Moving beyond p-values to help school districts make smarter decisions

A blackboard with math equations

Imagine that your school district is about to adopt a new ed tech product. The senior decisionmakers in the district see themselves as data-driven leaders, so they consult research on the impact of the new product. Maybe they commission a pilot test of their own. But the research does not provide the clarity you hoped for. The outcomes for students or teachers who used the product look fine, but the analysts in the research office tell you that the impact estimates are not statistically significant. Something along the lines of p-values being too large, the sample too small, or the test inconclusive. So you go with your gut, or just ask some teachers if they enjoyed using the product to guide your decision. And you get discouraged and turned off from conducting pilots or using others’ quantitative research to decide what works in the future.

We might take away from this story that the research failed, but what failed was the interpretation of the research.
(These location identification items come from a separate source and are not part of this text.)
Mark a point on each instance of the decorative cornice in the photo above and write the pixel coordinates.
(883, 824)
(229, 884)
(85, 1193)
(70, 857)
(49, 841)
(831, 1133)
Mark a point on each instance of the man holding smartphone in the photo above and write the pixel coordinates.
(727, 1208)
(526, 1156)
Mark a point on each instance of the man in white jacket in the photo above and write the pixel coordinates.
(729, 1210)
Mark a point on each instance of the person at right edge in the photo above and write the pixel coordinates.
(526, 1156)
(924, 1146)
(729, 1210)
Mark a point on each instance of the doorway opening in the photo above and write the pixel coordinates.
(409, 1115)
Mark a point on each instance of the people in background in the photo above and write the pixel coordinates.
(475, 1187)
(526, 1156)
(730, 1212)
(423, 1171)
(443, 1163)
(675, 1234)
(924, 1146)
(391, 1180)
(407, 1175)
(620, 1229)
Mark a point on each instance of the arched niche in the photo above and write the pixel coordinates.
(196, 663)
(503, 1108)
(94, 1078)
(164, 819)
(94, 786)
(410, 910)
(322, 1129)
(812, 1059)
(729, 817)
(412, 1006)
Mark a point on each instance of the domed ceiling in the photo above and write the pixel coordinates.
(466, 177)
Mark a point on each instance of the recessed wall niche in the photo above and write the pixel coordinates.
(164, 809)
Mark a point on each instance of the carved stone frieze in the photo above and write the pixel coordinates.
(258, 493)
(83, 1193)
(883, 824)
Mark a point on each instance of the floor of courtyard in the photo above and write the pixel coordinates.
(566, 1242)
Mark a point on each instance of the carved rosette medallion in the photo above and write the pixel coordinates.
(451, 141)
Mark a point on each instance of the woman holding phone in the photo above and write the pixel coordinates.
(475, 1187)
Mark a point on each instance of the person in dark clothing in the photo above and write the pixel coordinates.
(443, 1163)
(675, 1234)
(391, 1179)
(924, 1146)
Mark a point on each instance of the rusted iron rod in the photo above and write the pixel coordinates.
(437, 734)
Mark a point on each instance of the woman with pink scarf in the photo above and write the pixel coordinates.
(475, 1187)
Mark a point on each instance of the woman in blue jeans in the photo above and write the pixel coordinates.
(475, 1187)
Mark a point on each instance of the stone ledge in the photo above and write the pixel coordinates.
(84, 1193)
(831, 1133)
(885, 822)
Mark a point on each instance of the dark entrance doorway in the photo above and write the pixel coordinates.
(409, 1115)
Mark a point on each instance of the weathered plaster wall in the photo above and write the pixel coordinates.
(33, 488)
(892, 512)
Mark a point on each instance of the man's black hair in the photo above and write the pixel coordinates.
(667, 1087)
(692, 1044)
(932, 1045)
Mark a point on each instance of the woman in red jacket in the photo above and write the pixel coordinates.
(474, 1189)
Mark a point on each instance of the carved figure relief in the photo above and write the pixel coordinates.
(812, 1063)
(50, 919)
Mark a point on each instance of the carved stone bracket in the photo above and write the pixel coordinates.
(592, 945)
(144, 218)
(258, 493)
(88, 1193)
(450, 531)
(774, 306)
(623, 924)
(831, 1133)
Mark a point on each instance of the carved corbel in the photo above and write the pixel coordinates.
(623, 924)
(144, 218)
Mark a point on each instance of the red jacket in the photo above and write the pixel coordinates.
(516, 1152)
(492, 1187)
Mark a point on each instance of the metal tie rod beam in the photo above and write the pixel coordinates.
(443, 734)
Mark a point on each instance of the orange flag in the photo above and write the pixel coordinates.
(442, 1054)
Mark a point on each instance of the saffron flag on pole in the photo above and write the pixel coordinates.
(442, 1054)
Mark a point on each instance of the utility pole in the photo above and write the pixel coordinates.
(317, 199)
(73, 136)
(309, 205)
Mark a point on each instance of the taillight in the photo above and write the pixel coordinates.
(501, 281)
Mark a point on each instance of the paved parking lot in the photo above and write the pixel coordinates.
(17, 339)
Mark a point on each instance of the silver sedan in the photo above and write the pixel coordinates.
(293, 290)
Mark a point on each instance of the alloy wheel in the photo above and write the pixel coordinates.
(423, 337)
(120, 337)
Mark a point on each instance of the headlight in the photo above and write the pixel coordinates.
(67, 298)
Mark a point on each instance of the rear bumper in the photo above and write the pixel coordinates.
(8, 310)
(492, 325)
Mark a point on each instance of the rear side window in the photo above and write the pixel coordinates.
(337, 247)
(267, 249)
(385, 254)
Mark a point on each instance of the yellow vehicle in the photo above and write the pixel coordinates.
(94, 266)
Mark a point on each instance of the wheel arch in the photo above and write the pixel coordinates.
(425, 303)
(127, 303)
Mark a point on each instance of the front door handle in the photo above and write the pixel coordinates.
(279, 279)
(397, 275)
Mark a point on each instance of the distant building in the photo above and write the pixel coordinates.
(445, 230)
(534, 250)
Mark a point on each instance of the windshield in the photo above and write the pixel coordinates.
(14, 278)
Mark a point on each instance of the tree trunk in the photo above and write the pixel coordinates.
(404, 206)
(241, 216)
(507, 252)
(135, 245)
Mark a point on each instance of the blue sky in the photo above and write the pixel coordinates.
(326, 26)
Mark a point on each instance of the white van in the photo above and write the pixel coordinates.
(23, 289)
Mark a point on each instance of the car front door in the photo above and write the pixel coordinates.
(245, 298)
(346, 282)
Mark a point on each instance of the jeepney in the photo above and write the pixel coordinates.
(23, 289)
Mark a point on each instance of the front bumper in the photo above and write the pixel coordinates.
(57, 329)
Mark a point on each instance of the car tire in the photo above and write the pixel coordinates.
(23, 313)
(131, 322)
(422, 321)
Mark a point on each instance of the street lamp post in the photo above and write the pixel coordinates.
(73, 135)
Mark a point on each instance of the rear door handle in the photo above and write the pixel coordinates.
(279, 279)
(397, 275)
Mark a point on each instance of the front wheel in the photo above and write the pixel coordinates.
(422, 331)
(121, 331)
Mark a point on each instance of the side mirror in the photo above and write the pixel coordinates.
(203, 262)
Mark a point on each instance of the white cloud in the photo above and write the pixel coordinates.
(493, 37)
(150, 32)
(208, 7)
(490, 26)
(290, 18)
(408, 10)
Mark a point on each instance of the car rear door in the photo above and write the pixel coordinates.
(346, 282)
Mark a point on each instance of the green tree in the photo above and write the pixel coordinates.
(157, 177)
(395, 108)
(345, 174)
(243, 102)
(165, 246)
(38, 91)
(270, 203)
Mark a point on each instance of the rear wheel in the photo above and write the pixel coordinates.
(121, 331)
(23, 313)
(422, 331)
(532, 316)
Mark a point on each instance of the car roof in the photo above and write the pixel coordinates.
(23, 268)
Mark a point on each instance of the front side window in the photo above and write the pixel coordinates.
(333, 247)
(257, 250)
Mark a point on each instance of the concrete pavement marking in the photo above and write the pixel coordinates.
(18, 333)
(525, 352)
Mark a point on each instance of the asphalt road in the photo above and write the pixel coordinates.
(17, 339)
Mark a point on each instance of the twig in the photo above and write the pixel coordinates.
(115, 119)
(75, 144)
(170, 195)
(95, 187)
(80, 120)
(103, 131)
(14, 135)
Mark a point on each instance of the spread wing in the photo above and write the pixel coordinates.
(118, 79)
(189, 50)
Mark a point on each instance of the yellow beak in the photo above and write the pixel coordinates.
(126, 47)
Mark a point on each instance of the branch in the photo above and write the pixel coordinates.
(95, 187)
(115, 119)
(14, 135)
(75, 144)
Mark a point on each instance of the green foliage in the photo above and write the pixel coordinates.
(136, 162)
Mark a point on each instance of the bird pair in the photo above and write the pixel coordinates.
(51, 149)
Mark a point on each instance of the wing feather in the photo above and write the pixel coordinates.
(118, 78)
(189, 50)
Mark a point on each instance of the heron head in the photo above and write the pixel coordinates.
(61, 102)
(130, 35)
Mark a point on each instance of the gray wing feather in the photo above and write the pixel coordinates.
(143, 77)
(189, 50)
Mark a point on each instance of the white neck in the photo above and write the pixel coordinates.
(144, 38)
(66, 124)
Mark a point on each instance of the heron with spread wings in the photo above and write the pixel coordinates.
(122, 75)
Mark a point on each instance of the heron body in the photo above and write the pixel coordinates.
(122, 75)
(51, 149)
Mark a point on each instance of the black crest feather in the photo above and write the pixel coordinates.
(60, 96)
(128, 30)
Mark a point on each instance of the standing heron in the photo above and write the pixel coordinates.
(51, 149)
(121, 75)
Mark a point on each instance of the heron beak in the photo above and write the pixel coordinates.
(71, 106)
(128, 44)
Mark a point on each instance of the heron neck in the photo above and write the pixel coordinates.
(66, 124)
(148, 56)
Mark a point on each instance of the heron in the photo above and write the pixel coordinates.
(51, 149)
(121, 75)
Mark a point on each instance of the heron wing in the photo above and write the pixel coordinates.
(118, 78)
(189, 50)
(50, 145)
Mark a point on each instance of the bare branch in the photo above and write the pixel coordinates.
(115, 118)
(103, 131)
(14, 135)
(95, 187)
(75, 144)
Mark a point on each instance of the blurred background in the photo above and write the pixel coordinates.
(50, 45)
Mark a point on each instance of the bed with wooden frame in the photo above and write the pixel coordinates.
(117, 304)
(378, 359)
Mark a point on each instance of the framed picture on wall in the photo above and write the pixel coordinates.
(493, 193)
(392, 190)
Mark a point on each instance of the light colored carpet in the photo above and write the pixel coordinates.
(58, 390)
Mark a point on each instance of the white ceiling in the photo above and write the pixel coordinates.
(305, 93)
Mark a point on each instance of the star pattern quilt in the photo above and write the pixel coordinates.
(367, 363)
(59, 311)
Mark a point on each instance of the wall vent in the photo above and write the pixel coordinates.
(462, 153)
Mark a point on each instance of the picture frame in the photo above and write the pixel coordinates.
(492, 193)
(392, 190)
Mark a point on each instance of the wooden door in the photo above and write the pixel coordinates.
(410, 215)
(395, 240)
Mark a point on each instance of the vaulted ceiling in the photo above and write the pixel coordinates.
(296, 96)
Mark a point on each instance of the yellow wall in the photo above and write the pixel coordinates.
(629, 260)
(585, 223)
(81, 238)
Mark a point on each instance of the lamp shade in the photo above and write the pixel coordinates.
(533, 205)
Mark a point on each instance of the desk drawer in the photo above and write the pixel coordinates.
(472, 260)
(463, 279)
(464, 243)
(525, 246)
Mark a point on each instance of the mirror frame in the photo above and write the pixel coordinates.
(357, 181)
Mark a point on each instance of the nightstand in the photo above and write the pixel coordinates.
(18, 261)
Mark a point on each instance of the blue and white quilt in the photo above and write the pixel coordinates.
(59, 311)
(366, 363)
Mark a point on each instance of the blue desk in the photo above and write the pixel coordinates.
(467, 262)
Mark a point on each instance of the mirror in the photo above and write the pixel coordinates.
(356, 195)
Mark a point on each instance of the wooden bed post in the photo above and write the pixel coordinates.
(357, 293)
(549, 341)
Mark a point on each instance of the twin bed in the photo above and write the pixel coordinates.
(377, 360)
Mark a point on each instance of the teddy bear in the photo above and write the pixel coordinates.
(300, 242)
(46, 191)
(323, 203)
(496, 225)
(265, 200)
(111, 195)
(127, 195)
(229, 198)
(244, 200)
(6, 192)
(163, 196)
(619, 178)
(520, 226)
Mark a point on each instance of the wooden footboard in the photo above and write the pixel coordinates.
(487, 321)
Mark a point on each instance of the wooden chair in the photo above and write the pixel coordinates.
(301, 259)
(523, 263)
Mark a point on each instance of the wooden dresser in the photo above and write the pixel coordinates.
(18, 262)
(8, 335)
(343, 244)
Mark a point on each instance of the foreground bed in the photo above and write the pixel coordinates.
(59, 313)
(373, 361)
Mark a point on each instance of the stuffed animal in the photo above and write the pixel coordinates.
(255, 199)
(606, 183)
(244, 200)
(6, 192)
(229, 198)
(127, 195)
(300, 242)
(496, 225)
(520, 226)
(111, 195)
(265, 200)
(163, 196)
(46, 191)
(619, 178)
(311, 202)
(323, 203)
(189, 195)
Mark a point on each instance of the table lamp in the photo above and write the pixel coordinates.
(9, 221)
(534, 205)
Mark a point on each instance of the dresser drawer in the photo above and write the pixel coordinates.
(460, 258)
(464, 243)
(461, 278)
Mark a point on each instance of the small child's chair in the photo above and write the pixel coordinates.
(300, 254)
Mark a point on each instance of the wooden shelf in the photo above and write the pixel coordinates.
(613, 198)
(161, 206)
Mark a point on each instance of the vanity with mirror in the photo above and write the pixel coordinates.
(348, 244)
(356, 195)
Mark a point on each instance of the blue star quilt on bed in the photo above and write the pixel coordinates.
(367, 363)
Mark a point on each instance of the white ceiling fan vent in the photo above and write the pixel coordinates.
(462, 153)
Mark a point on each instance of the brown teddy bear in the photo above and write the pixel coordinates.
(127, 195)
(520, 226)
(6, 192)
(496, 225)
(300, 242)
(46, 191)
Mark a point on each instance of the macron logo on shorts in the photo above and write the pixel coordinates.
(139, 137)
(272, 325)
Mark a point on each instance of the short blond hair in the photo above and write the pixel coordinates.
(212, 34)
The classical approach—commonly known as a frequentist approach—that every evaluator learned in graduate school involves formally testing if a null hypothesis is rejected with overwhelming evidence or equivalently constructing an oddly mysterious thing called a confidence interval, which can be a large and unhelpful range of numbers that almost certainly has the right answer in there somewhere.

This default approach often does not answer the questions district leaders are asking. There are other ways to analyze data and present results, and my colleagues and I have shown in an online experiment that simply altering the presentation of results changes the decisions that people make.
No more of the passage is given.